Recently I had the privilege of interviewing Will Carroll of Baseball Prospectus.  In addition to his daily Under The Knife column, will has authored two excellent books, Saving The Pitcher and The Juice.  Will also played a large role in the fantastic Baseball Prospectus 2005.  Any time I encounter a player I'm unfamiliar with, BP 2005 is my first reference. 

In our interview below, Will comments on Felix Hernandez's mechanics, usage of Kerry Wood, and an unexpected 2006 sleeper.  Enjoy!

Roto Authority:  What can we learn from Livan Hernandez?  What do you think he's doing that allows him to pitch so many innings without injury?

Will Carroll:  That's known. He's not throwing 100% on each pitch, pacing himself.  We have too many guys trying to pitch a marathon at a sprinters pace.  Part of that is teaching, part of that is the hitters they face and aluminum bats. The progression in the last 20 years is accelerated.  There's no Ozzie Smiths or Mark Belangers any more.

RA:  Did the As keep Barry Zito over Mark Mulder and Tim Hudson because they knew Zito was more likely to stay healthy in 2005?

WC:  It was certainly a factor. Mulder's had ongoing health problems with his back and hip; Hudson's had some minor recurrent injuries. I don't know how much the A's looked into it.

RA:  Did it make sense for the Mariners to prevent Felix Hernandez from throwing his slider in the minors?  At what age do you estimate Hernandez's injury nexus to be considering his teenage debut?

WC:  I haven't seen it enough to say how he throws it is right or wrong.  If he throws it correctly, it's no worse than a fastball according to research done by Glenn Fleisig.
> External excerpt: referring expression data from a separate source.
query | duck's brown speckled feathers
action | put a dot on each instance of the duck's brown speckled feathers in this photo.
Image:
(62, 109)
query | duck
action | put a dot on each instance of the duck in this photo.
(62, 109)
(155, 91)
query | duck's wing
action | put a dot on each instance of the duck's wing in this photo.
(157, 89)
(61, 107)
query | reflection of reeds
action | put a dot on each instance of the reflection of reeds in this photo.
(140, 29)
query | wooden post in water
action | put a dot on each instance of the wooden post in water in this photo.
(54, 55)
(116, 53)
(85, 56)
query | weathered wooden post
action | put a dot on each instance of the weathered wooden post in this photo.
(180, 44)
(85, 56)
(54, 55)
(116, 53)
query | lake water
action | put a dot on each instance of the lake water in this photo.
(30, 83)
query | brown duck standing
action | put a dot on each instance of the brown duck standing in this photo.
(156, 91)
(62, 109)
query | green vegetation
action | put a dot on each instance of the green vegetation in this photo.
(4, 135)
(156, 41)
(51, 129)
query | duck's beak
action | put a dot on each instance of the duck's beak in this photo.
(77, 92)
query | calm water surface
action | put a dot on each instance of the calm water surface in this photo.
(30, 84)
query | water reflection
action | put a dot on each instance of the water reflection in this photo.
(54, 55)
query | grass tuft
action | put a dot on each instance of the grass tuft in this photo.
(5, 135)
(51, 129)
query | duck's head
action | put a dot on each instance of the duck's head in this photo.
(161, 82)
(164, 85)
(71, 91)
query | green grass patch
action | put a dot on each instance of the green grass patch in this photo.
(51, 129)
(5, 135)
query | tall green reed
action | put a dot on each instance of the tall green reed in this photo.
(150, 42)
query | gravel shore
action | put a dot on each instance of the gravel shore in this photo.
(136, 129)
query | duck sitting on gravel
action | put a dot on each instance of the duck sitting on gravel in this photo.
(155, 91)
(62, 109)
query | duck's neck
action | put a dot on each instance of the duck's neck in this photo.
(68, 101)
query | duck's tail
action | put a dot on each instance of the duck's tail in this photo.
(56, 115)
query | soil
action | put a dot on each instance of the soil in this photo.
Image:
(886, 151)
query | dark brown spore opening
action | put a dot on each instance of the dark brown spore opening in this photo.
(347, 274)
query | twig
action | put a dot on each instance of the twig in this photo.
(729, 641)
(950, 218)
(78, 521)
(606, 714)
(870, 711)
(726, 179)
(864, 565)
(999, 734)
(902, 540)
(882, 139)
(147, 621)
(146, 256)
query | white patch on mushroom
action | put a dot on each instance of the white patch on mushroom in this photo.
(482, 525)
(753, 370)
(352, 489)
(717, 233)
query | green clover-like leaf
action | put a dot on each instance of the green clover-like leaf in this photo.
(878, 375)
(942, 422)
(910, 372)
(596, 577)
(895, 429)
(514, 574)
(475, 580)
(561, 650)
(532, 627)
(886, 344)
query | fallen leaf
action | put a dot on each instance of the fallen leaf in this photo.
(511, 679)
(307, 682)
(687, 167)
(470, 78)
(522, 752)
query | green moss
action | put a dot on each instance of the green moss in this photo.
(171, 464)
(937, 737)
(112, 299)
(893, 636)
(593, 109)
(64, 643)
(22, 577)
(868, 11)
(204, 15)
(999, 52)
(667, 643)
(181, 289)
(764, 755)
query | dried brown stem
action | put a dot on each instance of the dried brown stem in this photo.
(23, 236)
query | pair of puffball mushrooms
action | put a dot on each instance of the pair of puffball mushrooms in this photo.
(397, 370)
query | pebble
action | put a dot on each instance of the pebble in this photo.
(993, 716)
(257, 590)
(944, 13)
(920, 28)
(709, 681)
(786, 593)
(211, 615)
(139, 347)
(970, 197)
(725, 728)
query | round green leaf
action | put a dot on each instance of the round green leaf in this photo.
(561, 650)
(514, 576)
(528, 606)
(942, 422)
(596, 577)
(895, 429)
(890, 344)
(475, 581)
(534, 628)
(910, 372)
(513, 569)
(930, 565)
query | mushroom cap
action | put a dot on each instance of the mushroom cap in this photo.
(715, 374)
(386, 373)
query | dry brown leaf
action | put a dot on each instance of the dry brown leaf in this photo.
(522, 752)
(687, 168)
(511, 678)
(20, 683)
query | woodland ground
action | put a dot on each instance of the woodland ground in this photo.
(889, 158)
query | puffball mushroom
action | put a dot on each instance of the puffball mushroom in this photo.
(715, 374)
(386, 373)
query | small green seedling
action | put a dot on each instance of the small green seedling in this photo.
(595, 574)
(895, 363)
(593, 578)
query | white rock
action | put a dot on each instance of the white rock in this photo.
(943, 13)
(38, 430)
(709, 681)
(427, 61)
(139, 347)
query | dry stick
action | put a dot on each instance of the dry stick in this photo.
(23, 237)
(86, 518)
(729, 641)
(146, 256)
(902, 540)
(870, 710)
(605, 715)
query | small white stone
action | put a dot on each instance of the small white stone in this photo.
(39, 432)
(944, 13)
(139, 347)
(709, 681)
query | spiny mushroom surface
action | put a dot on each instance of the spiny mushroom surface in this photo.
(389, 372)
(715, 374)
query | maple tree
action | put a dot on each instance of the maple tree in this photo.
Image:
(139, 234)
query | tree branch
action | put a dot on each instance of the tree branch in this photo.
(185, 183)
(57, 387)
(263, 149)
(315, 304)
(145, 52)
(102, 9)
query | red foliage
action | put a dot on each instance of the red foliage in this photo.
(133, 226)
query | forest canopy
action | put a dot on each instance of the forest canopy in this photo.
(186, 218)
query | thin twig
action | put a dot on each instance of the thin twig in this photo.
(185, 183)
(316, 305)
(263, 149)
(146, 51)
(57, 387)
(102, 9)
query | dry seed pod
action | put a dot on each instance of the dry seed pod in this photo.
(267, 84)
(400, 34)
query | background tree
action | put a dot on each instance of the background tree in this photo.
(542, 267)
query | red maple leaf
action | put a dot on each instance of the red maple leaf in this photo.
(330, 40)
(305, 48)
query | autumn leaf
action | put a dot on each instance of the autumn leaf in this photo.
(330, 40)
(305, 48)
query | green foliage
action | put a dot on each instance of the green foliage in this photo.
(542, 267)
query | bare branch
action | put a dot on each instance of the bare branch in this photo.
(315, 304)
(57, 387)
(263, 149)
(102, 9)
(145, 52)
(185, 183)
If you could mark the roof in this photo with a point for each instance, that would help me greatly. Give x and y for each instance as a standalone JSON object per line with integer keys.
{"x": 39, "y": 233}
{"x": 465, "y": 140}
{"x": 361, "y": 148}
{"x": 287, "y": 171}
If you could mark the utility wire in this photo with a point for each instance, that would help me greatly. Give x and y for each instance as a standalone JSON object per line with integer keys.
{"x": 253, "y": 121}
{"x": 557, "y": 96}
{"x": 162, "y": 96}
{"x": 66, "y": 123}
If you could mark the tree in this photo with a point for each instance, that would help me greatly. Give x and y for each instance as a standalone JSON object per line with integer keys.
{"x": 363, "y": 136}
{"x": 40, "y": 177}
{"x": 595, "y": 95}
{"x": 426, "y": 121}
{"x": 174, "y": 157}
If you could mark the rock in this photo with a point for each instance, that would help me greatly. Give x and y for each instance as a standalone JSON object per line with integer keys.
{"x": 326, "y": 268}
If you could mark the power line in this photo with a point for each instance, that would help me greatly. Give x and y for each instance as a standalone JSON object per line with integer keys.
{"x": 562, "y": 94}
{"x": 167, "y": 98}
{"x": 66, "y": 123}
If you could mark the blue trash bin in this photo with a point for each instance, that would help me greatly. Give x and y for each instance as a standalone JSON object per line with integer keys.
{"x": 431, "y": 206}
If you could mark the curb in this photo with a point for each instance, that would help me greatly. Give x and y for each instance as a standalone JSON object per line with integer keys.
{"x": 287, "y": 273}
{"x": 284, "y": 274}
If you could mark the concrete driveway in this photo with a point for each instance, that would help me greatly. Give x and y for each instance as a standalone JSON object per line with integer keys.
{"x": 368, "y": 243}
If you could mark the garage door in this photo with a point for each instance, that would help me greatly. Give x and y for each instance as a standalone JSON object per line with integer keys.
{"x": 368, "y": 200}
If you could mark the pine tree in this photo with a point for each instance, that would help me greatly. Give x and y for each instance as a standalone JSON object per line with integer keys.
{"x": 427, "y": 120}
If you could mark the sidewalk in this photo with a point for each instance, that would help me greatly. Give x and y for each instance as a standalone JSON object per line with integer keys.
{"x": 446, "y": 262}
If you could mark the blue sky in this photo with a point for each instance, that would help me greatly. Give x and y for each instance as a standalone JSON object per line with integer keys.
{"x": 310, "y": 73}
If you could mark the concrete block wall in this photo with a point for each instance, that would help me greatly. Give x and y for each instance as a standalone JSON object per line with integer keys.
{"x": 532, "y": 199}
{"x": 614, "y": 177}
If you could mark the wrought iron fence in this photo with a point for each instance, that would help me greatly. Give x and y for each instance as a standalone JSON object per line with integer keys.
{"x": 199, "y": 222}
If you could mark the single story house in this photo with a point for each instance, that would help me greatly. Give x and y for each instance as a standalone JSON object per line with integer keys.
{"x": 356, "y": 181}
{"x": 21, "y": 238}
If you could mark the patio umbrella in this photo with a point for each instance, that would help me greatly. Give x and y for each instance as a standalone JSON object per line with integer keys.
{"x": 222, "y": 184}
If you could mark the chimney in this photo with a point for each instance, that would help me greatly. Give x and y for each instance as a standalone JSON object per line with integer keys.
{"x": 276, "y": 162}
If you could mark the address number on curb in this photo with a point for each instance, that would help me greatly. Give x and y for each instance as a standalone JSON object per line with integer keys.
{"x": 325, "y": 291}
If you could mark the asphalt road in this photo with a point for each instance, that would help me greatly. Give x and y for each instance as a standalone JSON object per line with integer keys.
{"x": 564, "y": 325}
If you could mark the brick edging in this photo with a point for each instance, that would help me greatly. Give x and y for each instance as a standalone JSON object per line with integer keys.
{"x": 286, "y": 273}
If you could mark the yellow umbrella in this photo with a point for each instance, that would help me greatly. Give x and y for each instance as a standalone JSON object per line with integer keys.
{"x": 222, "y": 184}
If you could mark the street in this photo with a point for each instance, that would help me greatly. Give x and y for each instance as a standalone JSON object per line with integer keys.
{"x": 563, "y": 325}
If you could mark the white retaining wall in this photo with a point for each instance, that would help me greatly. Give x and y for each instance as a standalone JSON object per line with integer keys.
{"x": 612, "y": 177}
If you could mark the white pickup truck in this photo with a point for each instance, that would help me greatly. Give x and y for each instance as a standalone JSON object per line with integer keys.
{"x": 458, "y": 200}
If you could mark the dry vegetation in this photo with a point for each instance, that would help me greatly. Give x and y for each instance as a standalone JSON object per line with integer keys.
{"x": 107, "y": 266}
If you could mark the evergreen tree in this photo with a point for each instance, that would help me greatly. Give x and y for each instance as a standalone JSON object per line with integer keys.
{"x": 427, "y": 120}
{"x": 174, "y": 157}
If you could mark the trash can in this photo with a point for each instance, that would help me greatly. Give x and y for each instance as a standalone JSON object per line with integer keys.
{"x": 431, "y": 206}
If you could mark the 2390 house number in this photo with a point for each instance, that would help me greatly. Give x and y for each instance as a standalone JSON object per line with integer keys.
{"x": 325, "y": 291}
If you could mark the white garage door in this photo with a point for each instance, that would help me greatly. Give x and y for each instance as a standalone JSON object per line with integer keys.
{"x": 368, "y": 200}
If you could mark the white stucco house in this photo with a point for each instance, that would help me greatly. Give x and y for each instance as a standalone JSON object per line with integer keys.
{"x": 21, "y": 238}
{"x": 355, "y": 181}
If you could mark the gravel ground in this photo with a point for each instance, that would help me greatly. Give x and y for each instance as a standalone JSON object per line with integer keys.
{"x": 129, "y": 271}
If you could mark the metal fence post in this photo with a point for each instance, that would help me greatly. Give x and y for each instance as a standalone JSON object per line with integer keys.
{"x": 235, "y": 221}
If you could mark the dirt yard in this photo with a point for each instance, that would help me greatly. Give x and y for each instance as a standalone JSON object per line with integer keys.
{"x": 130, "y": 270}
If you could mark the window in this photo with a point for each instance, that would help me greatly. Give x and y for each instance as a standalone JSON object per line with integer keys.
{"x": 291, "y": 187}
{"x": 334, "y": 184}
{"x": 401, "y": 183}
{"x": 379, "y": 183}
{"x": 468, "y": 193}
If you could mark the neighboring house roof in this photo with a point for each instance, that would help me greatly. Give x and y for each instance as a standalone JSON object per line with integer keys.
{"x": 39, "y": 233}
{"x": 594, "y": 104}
The key is, it has to be thrown correctly. Hernandez has some mechanical deficiencies, but with his results, it'd be hard for anyone to say "oh we have to fix this." He reminds me a lot of C.C. Sabathia, someone with HORRIBLE mechanics (Hernandez's aren't nearly so bad) but who's been used well and has survived. Rany Jazayerli and I argue about CC a bit and he's proven right so far.

RA:  Could the average 20 year-old man be taught to throw 90mph after a few years of training with Tom House?  Is talent more important than proper training and mechanics?

WC:  No, not even close. A 90 mph fastball is a gift. I can help someone get more efficient, which will occasionally help with velocity, but it's not something anyone can teach.

RA: Why are no Major League teams trying to exploit the gyroball?

WC:  No one knows how to teach it (besides me!)

RA:  Would you consider an in-depth analysis of reliever conditioning and theory for another book?  Or can you give us a hint as to what you're working on?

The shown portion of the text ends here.